Triple reassortant (TR) H3N2 influenza viruses have been isolated from turkeys in the United States since 2003. These TR H3N2 virus infections have been associated with drastic declines in egg production in breeder turkeys although co-infection with multiple agents could have been responsible for exacerbating the clinical signs. In this study, we experimentally confirmed that TR H3N2 influenza virus alone can cause drastic reduction/complete cessation of egg production and pathology of the reproductive tract in 26-week-old breeder turkeys. We confirmed high levels of virus replication and abundant distribution of avian specific alpha2,3 sialic acid-galactose receptors in the oviduct of these turkeys. Although 2-6-week-old turkeys are routinely used for pathogenicity and vaccine protection studies, the low levels of viral shedding and asymptomatic infections in this age group often pose difficulty in interpretation of results. Our study shows that breeder turkeys should be used to assess the potential pathogenicity of TR H3N2 viruses and the viral titers and pathology of the oviduct as well as egg production data can be good measures of protection following in vivo challenge in vaccine efficacy studies.

Genetic and antigenic relatedness of H3 subtype influenza A viruses isolated from avian and mammalian species.

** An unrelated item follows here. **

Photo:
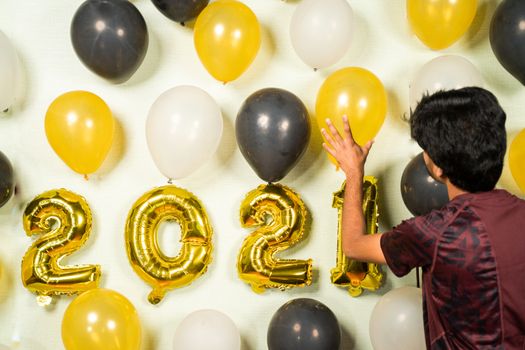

In 2004, we isolated triple reassortant H3N2 influenza viruses from turkey breeder hens in Ohio and Illinois. The Illinois flock was vaccinated twice with an inactivated H3N2 vaccine containing a swine origin virus before the outbreak. Additionally, a commercial inactivated vaccine containing an H3N4 virus of duck origin is being used in some turkey breeders. This prompted us to initiate a comparative study on the antigenic and genetic relatedness of various H3 subtype influenza viruses isolated from turkeys, ducks, pigs and humans. The antigenic relatedness between the different viruses was evaluated with the Archetti and Horsfall formula, while nucleotide genetic similarities were calculated using pairwise alignments. Results obtained indicated a high degree of antigenic (>90%) and genetic (>99%) similarities among the turkey-origin H3N2 viruses. However, the turkey viruses were antigenically distantly related to the swine-origin vaccine virus (<30%), although they had approximately 95% genetic similarity in the HA1 gene. Additionally, major genetic and antigenic changes were observed between the turkey viruses and the H3N4 duck vaccine virus as well as the H3N2 human virus. Such genetic and antigenic differences between the turkey-origin viruses and other H3 subtype viruses including vaccine strains could be the reason for the failure in protection in the Illinois turkey breeders vaccinated with swine origin virus. This also emphasizes the importance of using viruses for vaccines that are antigenically similar to the field strains.